By SCOTT GOLD, TIMES STAFF WRITER
The federal government wants to overturn key parts of a Clinton-era
decision that helped preserve a large patch of desert dunes in southeastern
California, a move that would reopen thousands of acres to off-road
vehicles, officials said Wednesday.
The U.S. Bureau of Land Management declined to discuss the new plan in
detail. But several officials said it would allow at least limited off-road
vehicle access to thousands of acres in the Imperial Sand Dunes Recreation
Area where off-road vehicles are currently banned.
The proposal will be announced today or Friday, officials said. Roy Denner,
a Lakeside resident who sits on two citizen panels that advise the BLM on
use of the desert, said the proposal would reopen 15,000 acres to off-road
vehicle use with no limitations. Another chunk of land, he said, as many as
35,000 acres, could be opened with strict limits on the number of riders
each day--probably about 500. The plan--a draft, subject to a 90-day public
comment period once it is released--is expected to become official by the
end of the year.
Word of the plan has enraged conservationists, who thought their campaign
to control dust pollution and preserve sensitive plants and animals, many
of which can survive only in the dunes, had been won.
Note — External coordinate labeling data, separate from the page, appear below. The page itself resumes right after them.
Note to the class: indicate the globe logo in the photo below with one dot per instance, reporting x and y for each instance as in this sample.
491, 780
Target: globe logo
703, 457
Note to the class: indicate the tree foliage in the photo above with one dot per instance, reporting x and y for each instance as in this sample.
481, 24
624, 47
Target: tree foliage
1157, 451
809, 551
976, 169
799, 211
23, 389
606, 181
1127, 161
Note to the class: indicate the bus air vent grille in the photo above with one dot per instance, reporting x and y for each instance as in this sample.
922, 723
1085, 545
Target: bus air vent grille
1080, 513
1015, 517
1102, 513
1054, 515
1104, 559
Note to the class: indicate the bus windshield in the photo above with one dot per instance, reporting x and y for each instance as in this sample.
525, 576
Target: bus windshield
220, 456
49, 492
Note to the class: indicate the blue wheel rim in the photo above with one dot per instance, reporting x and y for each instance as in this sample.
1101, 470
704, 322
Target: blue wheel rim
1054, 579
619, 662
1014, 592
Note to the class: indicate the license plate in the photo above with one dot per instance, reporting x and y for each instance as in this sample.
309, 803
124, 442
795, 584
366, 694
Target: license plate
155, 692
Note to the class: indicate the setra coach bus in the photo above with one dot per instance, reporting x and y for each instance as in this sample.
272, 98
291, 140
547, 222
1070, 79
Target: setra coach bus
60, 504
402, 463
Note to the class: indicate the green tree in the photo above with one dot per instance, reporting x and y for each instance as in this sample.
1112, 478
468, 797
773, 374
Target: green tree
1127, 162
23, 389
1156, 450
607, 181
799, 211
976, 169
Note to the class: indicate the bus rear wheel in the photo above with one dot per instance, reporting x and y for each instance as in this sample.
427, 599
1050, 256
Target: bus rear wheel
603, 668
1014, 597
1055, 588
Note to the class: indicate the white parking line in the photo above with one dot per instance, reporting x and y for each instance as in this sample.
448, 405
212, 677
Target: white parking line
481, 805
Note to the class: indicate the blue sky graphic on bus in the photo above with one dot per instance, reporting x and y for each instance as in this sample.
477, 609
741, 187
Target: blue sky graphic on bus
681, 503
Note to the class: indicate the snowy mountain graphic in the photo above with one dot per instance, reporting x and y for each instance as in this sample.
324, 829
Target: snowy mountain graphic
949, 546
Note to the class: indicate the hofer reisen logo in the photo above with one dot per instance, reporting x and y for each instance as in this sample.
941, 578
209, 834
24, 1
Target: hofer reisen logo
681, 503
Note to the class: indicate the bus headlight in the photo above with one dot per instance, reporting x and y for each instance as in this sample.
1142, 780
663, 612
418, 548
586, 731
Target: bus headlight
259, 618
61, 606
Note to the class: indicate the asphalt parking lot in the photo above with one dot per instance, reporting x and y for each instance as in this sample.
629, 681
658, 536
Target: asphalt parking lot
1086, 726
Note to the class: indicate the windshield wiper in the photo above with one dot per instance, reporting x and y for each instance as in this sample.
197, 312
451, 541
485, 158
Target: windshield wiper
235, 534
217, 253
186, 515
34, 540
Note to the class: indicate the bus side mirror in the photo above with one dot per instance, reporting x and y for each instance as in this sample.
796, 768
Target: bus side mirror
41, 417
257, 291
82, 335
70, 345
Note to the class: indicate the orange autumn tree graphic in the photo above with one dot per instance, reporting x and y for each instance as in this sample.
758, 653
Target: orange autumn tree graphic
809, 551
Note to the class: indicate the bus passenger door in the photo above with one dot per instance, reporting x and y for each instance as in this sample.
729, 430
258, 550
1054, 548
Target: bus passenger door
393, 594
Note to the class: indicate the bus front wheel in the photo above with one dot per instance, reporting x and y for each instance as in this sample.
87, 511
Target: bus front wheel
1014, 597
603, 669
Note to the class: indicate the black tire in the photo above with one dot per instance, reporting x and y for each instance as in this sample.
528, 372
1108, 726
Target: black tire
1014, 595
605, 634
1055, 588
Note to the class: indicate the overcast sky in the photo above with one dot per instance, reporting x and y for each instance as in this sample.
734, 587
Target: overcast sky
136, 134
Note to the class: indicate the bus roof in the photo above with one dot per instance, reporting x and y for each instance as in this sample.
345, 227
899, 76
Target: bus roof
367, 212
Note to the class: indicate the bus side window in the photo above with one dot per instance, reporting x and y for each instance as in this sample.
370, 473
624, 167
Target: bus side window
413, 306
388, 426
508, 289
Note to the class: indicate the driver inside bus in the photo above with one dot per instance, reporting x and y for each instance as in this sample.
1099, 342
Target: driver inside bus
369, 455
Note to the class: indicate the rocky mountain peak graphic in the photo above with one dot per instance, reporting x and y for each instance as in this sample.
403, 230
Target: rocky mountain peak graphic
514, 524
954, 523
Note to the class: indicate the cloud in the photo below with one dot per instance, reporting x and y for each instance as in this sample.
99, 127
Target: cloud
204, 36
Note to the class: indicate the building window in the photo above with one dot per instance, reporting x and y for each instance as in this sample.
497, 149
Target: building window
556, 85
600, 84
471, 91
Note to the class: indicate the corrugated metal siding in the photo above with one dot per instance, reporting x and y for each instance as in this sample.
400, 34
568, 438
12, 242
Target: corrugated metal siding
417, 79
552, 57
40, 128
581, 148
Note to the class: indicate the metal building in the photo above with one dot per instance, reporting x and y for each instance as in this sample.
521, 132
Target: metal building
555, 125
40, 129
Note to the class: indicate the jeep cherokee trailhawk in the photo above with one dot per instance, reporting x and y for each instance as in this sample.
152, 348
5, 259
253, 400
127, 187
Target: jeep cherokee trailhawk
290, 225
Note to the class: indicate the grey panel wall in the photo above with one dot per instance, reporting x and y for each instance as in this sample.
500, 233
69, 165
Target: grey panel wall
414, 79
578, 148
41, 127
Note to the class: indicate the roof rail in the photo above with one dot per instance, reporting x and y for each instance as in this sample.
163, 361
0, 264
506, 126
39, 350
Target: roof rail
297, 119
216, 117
The new plan would trump portions of a November 2000 legal agreement
between the BLM and a group of environmentalists who filed a federal
lawsuit largely to protect a rare plant they said was being decimated by
off-road vehicles.
The settlement banned off-road vehicles on 49,000 acres of the recreation
area. Those curbs were seen as temporary until the BLM enacted a permanent
plan to manage the site. This new proposal is part of that plan, which
conservationists say will render the legal settlement moot.
"They are basically reopening the dunes," said Kristen Brengel, campaign
manager for the Washington-based Natural Trails and Waters Coalition, a
consortium of about 90 environmental organizations.
"It just amazes me," she said. "This is one of the most precious places in
Southern California.... We need to preserve it so it's there for future
generations to enjoy."
Michael Harrison, press secretary for Rep. Duncan Hunter (R-Alpine), a
congressman who has been closely involved in the preparation of the
proposal, said the federal government is merely taking "a common-sense
approach to solving environmental concerns."
Tony Staed, deputy director of communications for the Bureau of Land
Management in Sacramento, said the BLM is fighting hard to please all sides
in what has become a fierce battle over the public's right to use public
land as it sees fit.
"The bureau is trying to work out acceptable use of the desert to all
parties concerned," he said.
"I know that's a wide-open statement. We are doing our best.... It's trying
to achieve that balance that is so critical. I think we can do that."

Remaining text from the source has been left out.